16 Nisan 2011 Cumartesi

poyraz izmir' de...

fark ettim ki, geçmişi anlatayım derken bugünü kaçırıyorum. mesela 26 mart' ta poyraz' ın ilk uçak seyahatini ve İzmir gezisi havadislerini atlayacaktım az kalsın. napalım bloğum da benim gibi karman çorman, düzensiz olacak. bir hamilelikten yazarım ben de bir bugünden. elbet bir konsolidasyon durumu vardır sonra bunların. iyice alıştıktan ve öğrendikten sonra bulurum yolunu, bulamazsam da kendisini pek çok sevdiğim damla' ya sorarum. o bilir, eski blog yazarı ne de olsa...

neyse, babam bir iş için İstanbul' daydı. benim için de bulunmaz fırsat oldu tabii varlığı. çünkü yine annemin senei devriyesine gidecektim ama kendisi küçük bavulu büyüüüük bir farkla. evdeki en büyük valizi Poyraz' ın eşyaları ile doldurdum. kendi eşyalarımın adı bile anılmaz oğlumunkilerinin yanında. bir de üstüne puset ve pusetin ana kucağı da eklenince... neyse havaalanına bizi sağolsun kuzenim Caner bıraktı. ama zaten sonrası berbattı, valizi koy x-ray cihazına, puseti koy, diğer aparatı koy filan derken bir hayli yorulduk daha giriş kapısında. o zamanlar daha gülmeyi beceremeyen daha doğrusu sevmeyen Poyraz elbette yine herkesin ilgi odağı oldu.
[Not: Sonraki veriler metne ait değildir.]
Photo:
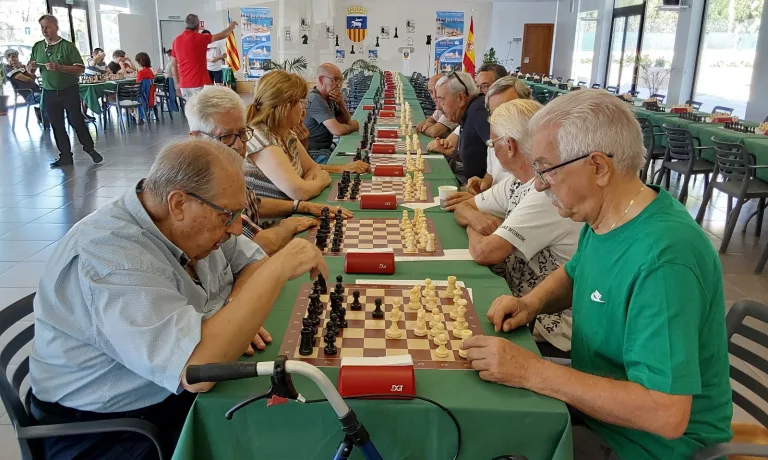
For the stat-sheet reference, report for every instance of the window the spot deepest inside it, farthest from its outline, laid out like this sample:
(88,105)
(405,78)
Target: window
(20,30)
(584,49)
(727,54)
(657,50)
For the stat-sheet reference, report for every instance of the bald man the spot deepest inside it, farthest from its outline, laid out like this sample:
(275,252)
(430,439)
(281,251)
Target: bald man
(327,113)
(438,125)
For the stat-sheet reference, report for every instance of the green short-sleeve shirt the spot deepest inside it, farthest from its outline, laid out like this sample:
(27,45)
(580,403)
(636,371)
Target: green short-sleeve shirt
(64,52)
(648,307)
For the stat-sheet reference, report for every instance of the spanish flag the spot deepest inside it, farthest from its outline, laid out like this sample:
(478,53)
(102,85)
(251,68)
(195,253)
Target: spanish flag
(469,54)
(233,56)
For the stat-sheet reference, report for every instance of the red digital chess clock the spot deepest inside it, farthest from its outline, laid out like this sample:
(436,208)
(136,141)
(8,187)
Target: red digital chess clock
(379,262)
(387,375)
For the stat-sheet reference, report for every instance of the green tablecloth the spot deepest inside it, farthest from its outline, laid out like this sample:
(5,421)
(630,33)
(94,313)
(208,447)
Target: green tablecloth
(494,420)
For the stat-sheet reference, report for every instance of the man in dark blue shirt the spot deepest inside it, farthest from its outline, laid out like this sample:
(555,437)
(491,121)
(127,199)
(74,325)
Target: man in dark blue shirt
(464,104)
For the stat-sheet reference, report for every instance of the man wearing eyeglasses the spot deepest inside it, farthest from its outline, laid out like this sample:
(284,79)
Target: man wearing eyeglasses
(464,104)
(327,113)
(155,281)
(649,376)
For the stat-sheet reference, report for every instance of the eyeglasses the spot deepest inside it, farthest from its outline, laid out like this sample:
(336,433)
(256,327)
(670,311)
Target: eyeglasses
(231,215)
(541,174)
(229,139)
(454,74)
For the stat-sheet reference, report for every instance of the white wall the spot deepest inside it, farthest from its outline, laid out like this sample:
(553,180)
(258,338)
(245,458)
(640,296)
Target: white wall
(507,22)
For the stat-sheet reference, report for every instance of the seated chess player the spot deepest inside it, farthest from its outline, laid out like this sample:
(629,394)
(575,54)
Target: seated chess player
(153,282)
(438,125)
(463,104)
(516,229)
(277,165)
(217,112)
(650,359)
(504,90)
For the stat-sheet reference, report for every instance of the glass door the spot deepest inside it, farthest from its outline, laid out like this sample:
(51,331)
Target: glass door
(626,37)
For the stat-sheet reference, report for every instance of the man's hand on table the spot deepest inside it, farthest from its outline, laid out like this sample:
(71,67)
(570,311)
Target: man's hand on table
(260,342)
(316,209)
(501,361)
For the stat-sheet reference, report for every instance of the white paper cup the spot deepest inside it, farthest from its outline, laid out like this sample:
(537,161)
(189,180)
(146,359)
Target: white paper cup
(444,192)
Sun Express in en sevdiğim uygulaması çocuklu aileler öne durumu ile ikinci sıraya kurulduk uçakta. böylece tarihe not düşülsün, 26.03.2011 tarihinde ilk defa uçağa bindi oğlum, üç ay altı günlükken. düşünüyorum da şimdiki nesil ne kadar şanslı. şahsen ben uçağa binebilmek için epey bekledim!!!!
pusetle uçağın kapısına kadar gidebiliyorsunuz malum. indiğinizde de yine kapıdan alıyorsunuz isterseniz. fakat oradaki bir görevli bizi uyardı kontuardan alalım diye çünkü bilenler bilir izmir' in dandik havaalanının her yeri merdiven. sanıyorum projesini çocuğu olmayan ya da hiç bebek arabası itmemiş biri çizmiş.

oturduk koltuklarımıza, başta bizimki biraz mızıklandı, yanımıza oturan bey de  Poyraz' a bakıp içlendi, yüzünden belliydi çocuklu yolculardan pek hoşlanmadığı. ama tecrübeli olmasa da araştıran ve her daim öğrenen annesi sayesinde kalkışta biberonla sağılmış anne sütü içen oğlum daha sonra da emziğine yumuldu ve uyudu. biz uçaktan inene kadar da uyanmadı. eee bu halide pek takdir topladı, bindiğinde kıl bakışlar atan amca bile sevdi oğlumu. itiraf edeyim ben de çocuksuzken, yani anne değilken bu bebek ağlamalarına, çocuk mızıldanmalarına kıl olurdum. haaa uyuz uyuz bakmazdım ya da bir şey söylemezdim ama sinir olurdum cidden. ama anne olunca biliyorum o an o çocuk ağladığında annenin içi iki kat ağlıyor. sosyal mesajımızıda da verelim.: lütfen toplu taşıma araçlarında mızıklanan çocukların annelerine anlayış gösterin çünkü en çok anların ihtiyacı var buna.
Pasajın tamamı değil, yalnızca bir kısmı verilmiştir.